NPFs’ options for investing pension reserves expand
The Bank of Russia proposes to cancel a number of limits on pension reserve investment in certain securities and allow a greater portion of higher-risk assets. These easing measures will be balanced out by stricter requirements for passing stress tests as well as by current regulations on fiduciary responsibility of non-governmental pension funds (NPFs).
In particular, the Bank of Russia’s draft ordinance released for public discussion cancels common limits on investment in shares, convertible, subordinated and perpetual bonds, as well as securities of Russian constituent territories and municipalities. Furthermore, the document expands the list of shares that NPFs may purchase beyond the risk limit. Currently, NPFs can buy shares of 47 Russian companies listed on the MOEX Russia Index. The draft suggests extending the list to include exchange-traded liquid shares whose issuers have a credit rating, i.e. shares of around 60 companies.
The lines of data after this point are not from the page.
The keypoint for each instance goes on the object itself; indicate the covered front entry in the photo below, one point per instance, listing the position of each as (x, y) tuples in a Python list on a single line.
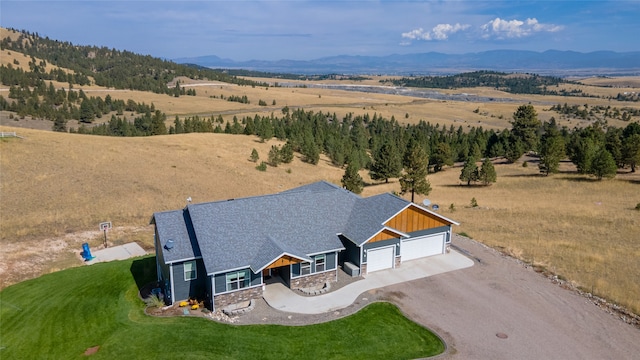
[(415, 248), (380, 258)]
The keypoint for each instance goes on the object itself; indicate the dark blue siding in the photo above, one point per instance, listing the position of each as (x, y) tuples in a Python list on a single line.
[(220, 280), (351, 253)]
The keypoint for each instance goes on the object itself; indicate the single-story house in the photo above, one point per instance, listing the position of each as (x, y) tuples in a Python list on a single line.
[(222, 252)]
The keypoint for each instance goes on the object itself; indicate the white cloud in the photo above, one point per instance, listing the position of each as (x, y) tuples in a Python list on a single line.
[(439, 32), (502, 29)]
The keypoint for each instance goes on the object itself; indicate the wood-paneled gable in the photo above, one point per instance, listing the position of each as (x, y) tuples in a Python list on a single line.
[(415, 219), (283, 261), (384, 235)]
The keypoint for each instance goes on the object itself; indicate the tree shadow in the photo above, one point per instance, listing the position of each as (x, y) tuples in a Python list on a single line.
[(580, 179), (525, 175), (465, 186), (143, 271)]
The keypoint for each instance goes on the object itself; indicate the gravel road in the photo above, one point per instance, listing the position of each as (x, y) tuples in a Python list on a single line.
[(474, 309)]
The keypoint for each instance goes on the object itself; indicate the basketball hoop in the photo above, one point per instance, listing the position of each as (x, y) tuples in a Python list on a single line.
[(104, 227)]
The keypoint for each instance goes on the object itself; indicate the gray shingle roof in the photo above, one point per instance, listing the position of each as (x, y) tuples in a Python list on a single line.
[(176, 226), (253, 232)]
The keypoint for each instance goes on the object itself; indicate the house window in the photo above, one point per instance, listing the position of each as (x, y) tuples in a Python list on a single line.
[(305, 268), (190, 272), (320, 265), (237, 280)]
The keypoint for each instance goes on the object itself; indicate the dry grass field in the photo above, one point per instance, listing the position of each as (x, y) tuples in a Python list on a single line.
[(56, 188)]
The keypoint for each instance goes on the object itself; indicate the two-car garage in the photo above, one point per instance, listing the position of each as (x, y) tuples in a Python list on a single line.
[(419, 247), (382, 258)]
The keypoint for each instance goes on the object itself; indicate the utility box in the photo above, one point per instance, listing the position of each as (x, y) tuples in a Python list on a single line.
[(351, 269)]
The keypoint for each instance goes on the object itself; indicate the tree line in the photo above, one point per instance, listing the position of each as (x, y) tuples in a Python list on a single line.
[(524, 84), (383, 145), (112, 68), (59, 105)]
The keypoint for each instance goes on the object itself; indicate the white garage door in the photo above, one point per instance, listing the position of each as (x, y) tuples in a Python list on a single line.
[(380, 259), (423, 246)]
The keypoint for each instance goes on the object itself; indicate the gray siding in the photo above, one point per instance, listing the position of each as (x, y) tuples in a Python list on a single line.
[(285, 273), (163, 272), (220, 280), (378, 244), (192, 288), (330, 261)]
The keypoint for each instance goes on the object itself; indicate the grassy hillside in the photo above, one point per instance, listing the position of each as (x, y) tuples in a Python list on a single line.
[(61, 315), (55, 186)]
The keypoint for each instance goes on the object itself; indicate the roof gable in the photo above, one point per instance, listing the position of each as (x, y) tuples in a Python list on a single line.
[(414, 218)]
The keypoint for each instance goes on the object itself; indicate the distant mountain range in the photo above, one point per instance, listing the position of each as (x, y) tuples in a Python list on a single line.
[(551, 62)]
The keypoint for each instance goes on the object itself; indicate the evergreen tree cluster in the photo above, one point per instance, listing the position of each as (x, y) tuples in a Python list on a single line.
[(45, 101), (145, 125), (522, 84), (597, 112)]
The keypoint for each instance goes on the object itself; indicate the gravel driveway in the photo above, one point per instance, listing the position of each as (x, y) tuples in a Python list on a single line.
[(473, 309), (496, 309)]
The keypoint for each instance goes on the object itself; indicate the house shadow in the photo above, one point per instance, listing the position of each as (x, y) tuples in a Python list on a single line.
[(580, 179), (143, 271)]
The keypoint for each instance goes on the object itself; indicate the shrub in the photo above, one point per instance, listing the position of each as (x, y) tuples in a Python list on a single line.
[(262, 166), (154, 301)]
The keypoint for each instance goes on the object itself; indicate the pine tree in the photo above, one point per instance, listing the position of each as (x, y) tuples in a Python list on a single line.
[(286, 153), (441, 156), (469, 171), (603, 165), (274, 158), (414, 179), (487, 172), (525, 126), (631, 151), (551, 149), (254, 155), (351, 180)]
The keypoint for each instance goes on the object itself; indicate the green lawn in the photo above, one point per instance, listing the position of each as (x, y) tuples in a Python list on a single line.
[(60, 315)]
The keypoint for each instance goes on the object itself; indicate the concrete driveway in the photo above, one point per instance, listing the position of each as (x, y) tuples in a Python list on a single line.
[(282, 298), (119, 252)]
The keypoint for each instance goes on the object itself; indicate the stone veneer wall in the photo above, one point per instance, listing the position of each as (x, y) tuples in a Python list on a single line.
[(237, 296), (313, 280)]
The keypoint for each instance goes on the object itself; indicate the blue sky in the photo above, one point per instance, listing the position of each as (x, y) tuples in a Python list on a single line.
[(302, 30)]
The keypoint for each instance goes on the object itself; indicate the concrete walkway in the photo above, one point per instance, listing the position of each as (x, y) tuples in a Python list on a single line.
[(282, 298), (119, 252)]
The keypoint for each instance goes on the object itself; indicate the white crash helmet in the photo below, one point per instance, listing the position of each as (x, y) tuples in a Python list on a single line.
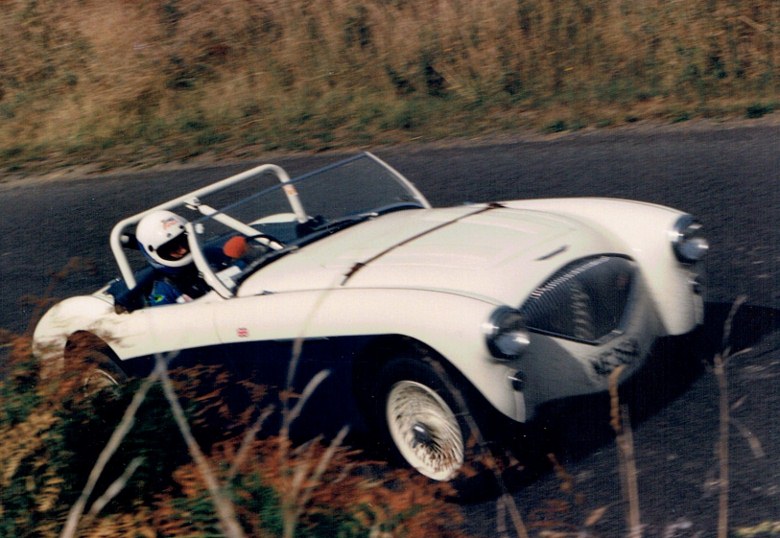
[(160, 235)]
This will boost NPFs’ participation in the equity market.
The percentage of assets with an additional level of risk is raised from 7% to 15% of the value of pension reserves, and this category will now comprise all assets that are difficult to evaluate.
Broader investment opportunities of NPFs will improve their efficiency, while ensuring high financial resilience and protecting pension resources from excessive investment risks.
In addition, the Bank of Russia suggests reducing the limit on investment in the assets of one entity (one group of entities) from 10% to 5% by 2030. This amendment is aimed at decreasing the concentration risk and allows NPFs to further diversify their investment portfolios.